It sounds like you may be suffering from two particular problems. The first issue that you are hitting is that your indexes require rebuilding everytime you perform an insert - are you really trying to run live reports of a transactional server (this is usually considered a no-no)? Secondly, you may also be hitting issues with the server having to resize the database - check to ensure that you have allocated enough space and aren't relying on the database to do this for you.
Have you considered looking into something like indexed views in SQL Server?

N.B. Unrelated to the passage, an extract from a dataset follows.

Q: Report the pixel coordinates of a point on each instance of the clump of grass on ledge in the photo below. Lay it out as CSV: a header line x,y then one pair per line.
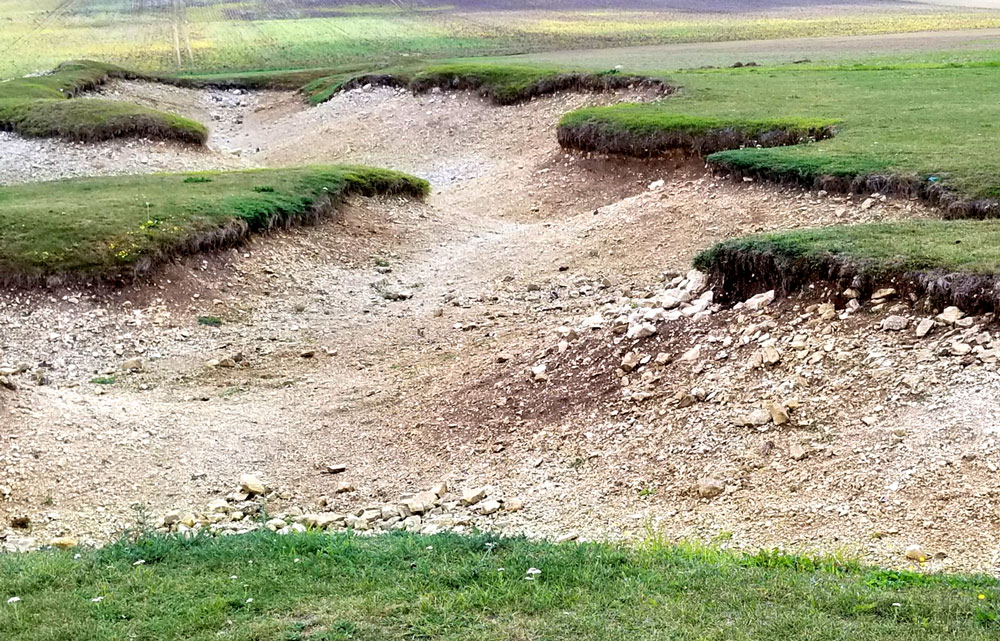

They are a good way to remove the indexing from the main table, and move it into a materialised view.
您可以尝试将表设为分区表 。这样索引更新将影响较小的行集。也许每日分区就足够了。如果没有,请尝试按小时分区!
You could try making the table a partitioned one. This way the index updates will affect smaller sets of rows. Probably daily partitioning will be sufficient. If not, try partitioning by the hour!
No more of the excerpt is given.